Par ailleurs, la ville, c’est là où les hommes et les femmes travaillent, cultivent des centres d’innovation, des incubateurs… On est dans une situation où, au XXIe siècle, l’infrastructure informatique doit faire partie de l’offre de services, au même titre que le traitement de l’eau, la collecte des ordures.

Le premier PoliCloud, installé à Cannes.
Le premier PoliCloud, installé à Cannes. - PoliCloud

Vous évoquiez l’aspect écologique de ces serveurs, n’est-ce pas antinomique ?

Outre la possibilité d’alimenter les PoliCloud grâce à l’énergie renouvelable, nos serveurs ont besoin d’un simple refroidissement par air et non par eau. Des villes avec lesquelles nous discutons se demandent déjà si elles ne vont pas placer leur futur container à côté d’une piscine municipale et récupérer la chaleur du data center pour chauffer l’eau de leurs bassins. On discute aussi avec les agriculteurs pour leurs serres, avec des éleveurs de volailles qui ont un important besoin de chaleur… L’opportunité de positionner un container de 25 m2 sur de tels sites devient une réelle opportunité.

Qu’en est-il de la souveraineté que vous vantez ?

Vu que ces containers appartiennent aux villes, on se retrouve face à une souveraineté absolue ! Aucune loi extraterritoriale ne peut s’exercer. Les données sont encryptées de bout à bout, la gestion des clés d’encryptage est détenue par la commune qui peut ainsi sécuriser les données en transit. Le principe que nous défendons va aussi permettre de répartir des serveurs sur tout le territoire, avec une résilience qui vient du concept même du système, sans point de vulnérabilité unique.

Quels types de services les communes équipées de PoliCloud vont-elles pouvoir proposer ?

Pour les besoins propres des communes, on pense aux données de l’administration qu’il faut traiter, stocker, archiver et protéger. Il y a aussi celles des services de sécurité, des caméras de surveillance. Pour les habitants et les entreprises locales, il est question de stockage, d’archivage, de back-up. Ensuite, les serveurs vont permettre aux communes de faire tourner des machines virtuelles avec assez de mémoire vive, des sites Web, des bases de données.

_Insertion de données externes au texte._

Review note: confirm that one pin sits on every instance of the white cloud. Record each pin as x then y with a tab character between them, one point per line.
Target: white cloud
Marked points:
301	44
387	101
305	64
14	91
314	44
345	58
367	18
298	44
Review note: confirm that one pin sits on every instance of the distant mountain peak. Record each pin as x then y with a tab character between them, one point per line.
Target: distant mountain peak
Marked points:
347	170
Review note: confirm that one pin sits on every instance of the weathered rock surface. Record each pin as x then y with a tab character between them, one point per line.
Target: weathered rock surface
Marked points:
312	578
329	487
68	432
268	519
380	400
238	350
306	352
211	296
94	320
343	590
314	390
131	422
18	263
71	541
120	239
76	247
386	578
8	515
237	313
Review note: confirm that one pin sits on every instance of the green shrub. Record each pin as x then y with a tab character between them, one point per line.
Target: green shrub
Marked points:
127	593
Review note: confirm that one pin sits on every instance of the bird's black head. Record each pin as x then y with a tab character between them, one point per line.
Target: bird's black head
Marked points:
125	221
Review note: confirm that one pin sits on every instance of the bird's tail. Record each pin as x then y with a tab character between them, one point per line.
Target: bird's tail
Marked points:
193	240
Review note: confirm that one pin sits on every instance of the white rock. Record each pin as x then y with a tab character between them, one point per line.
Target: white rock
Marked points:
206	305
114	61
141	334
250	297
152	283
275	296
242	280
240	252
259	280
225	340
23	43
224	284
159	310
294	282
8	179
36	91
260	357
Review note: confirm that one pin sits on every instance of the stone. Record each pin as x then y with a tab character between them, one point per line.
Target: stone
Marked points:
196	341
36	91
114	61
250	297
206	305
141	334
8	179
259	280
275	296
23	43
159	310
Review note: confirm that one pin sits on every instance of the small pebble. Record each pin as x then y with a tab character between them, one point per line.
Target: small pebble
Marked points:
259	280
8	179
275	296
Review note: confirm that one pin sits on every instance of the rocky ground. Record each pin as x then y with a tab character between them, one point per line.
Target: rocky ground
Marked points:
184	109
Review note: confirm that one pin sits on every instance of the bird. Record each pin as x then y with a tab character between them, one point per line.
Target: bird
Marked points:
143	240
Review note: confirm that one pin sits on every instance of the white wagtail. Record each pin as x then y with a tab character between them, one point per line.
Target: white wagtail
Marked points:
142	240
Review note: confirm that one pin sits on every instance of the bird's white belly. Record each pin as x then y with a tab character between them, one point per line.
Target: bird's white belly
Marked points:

Un container PoliCloud peut stocker jusqu'à 2 pétabytes de données (soit deux millions de gigabites) et 104 GPU Nvidia
Un container PoliCloud peut stocker jusqu’à 2 pétabytes de données (soit deux millions de gigabites) et 104 GPU Nvidia - PoliCloud

Et avec ces 104 GPU (soit 13 serveurs avec 8 GPU dans chaque container), les ressources d’un PoliCloud peuvent être louées à la minute, à l’heure, à la journée pour entraîner des modèles IA.

Notre dossier «Intelligence artificielle»

Quels tarifs pour les particuliers ?

Pour le stockage de données, les tarifs pratiqués pour 2 To de mémoire sont généralement de 12 euros/mois. On sera à moitié prix. Pour les GPU, ce sera 1,50 euro à l’heure, au lieu de 3 euros chez Google ou Amazon. Nous n’avons pas les mêmes contraintes d’infrastructure, avec un coût de construction moindre et des coûts fixes quasi inexistants.

Combien de communes espérez-vous équiper ?

Il existe 35.000 communes en France. Nous en avons déjà signé cinq ! Je suis certain qu’une fois les premières installations faites, on dépassera les cent communes équipées. Mon rêve serait d’arriver à 10 %, soit 3.600. Je pense que c’est réalisable.